«Sul corpo di Andrea Papi sono state rilevate lesioni identificabili come da penetrazione di una coppia di canini caratterizzata da una distanza tipica dei canini di un orso maschio adulto». Questo è quanto viene descritto nella perizia autoptica condotta sul corpo del giovane da parte dei medici veterinari forensi Roberto Scarcella e Cristina Marchetti, della Società Italiana delle Scienze Forensi Veterinarie, di cui fanno parte esperti in grado di supportare la magistratura nelle indagini sui reati contro gli animali e che ha come obiettivo anche di contribuire a un’evoluzione nella concezione stessa dei diritti animali.
Secondo la perizia, svolta su incarico della LeAl Odv, non può essere stata JJ4, la femmina di 17 anni ritenuta responsabile e ad ora incarcerata al Casteller, ad uccidere il runner nei boschi di Caldes, in Val di Sole, lo scorso 5 aprile.
L'identità dell'orsa era emersa però in seguito a una perizia genetica eseguita nei laboratori indipendenti della Fondazione Edmund Mach, che aveva individuato tracce del dna di Gaia (altro nome di JJ4) sul corpo del giovane.
La notizia dell'analisi svolta dai veterinari forensi è stata diffusa dall'avvocato dell'organizzazione LeAl odv, Aurora Loprete, attraverso i suoi canali social. «JJ4 potrebbe essere passata in seguito all'uccisione del ragazzo e aver toccato il suo corpo già privo di vita – commenta Loprete a Kodami – Così facendo potrebbe aver lasciato tracce del suo dna quando era già morto».
La fondazione Mach sul corpo di Papi non ha però indicato di aver trovato alcuna traccia di materiale genetico appartenente ad altri orsi.
Il responso di questa analisi, quindi, aggiunge un nuovo tassello ad una vicenda molto complessa. Loprete è convinta che questo parere possa aiutare ad avvicinarsi alla verità su quanto accaduto lo scorso 5 aprile. «La giustizia per l'orsa, per il giovane Papi e per la sua famiglia si può ottenere solo di fronte a un quadro giuridico completo che dia risposte chiare, mentre quanto proposto dalla Provincia Autonoma di Trento manca di una dinamica e di una descrizione dimostrabile».
Il presidente della Società Italiana delle Scienze Forensi Veterinarie, Orlando Paciello, aveva dichiarato a sua volta di considerare insufficienti le analisi svolte dalla Provincia Autonoma, in una lettera aperta inviata al Presidente della Pat, Maurizio Fugatti, al Ministro dell’Ambiente, Gilberto Pichetto Fratin e al Ministro della Salute, Orazio Schillaci oltre che alla Presidente dell’Intergruppo parlamentare per i diritti degli animali e la tutela dell’ambiente, l’onorevole Michela Vittoria Brambilla.

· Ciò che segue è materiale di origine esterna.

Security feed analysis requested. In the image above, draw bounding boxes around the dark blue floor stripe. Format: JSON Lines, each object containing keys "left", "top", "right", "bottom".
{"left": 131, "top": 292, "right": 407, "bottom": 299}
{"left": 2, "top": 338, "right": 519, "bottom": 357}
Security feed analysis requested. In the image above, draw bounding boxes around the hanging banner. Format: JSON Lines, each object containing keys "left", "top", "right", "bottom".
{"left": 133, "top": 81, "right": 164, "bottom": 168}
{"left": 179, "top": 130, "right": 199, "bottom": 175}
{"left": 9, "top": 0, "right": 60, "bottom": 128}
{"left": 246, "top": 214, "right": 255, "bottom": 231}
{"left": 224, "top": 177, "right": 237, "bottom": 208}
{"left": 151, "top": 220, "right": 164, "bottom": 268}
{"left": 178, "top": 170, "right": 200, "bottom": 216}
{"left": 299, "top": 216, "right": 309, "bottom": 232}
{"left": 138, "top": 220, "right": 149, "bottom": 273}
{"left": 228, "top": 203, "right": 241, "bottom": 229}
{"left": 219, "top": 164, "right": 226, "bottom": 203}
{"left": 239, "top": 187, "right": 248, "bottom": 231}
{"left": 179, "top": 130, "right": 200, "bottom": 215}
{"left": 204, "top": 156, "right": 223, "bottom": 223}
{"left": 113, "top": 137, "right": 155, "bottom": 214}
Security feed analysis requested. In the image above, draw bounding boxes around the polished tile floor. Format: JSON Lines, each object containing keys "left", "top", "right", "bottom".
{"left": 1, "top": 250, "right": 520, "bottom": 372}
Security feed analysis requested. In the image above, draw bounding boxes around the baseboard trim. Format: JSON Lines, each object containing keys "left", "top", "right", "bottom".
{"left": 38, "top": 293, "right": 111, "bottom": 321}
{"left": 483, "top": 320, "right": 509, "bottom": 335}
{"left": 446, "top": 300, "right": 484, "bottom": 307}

«Nostro malgrado, dobbiamo constatare che, nonostante il notevole progresso della scienza e della formazione nel campo della medicina veterinaria forense, non è stata adottata nessuna specifica azione, né tantomeno alcun coinvolgimento professionale atti a ricostruire la dinamica dei fatti e ad ottenere degli elementi di prova consistenti per l’emanazione di qualsiasi tipo di giudizio», scriveva Paciello nella missiva.
Parole che seguivano un'altra presa di posizione determinante in questa vicenda, ovvero quella dell'Ordine dei Veterinari di Trento, i quali, negli stessi giorni, avevano chiarito che nessun medico sul territorio avrebbe praticato l'eutanasia su JJ4 perché: «Lo stato di salute dell'esemplare non giustifica l'intervento eutanasico nell'urgenza, così come prospettato, ma richiede una analisi complessiva della gestione dei plantigradi sul territorio provinciale».
La decisione della Provincia Autonoma di intervenire con l'abbattimento dell'orsa, era stata definita fin da subito come irrazionale anche da Paciello che, nella missiva aggiungeva: «Preme ricordare in questo contesto che la vita degli animali, ivi compresa l’orsa JJ4, è tutelata in primis dalla nostra Costituzione, nonché da norme nazionali ed internazionali».
La speranza di LeAl è che JJ4 possa ora tornare in libertà, ma il destino dell'orsa è senza dubbio complesso e non ruota solo sull'analisi condotta dall'Associazione dei Veterinari Forensi. La liberazione di un orso che ha già trascorso più di un mese all'interno di un recinto, a stretto contatto con l'uomo, infatti, è un'opzione estremamente complessa, come sottolineava in un'intervista a Kodami anche Andrea Mustoni, coordinatore Tecnico del progetto Life Ursus: «Ormai è stata catturata e l'ipotesi di una sua liberazione si trasforma ogni giorno di più in un'utopia».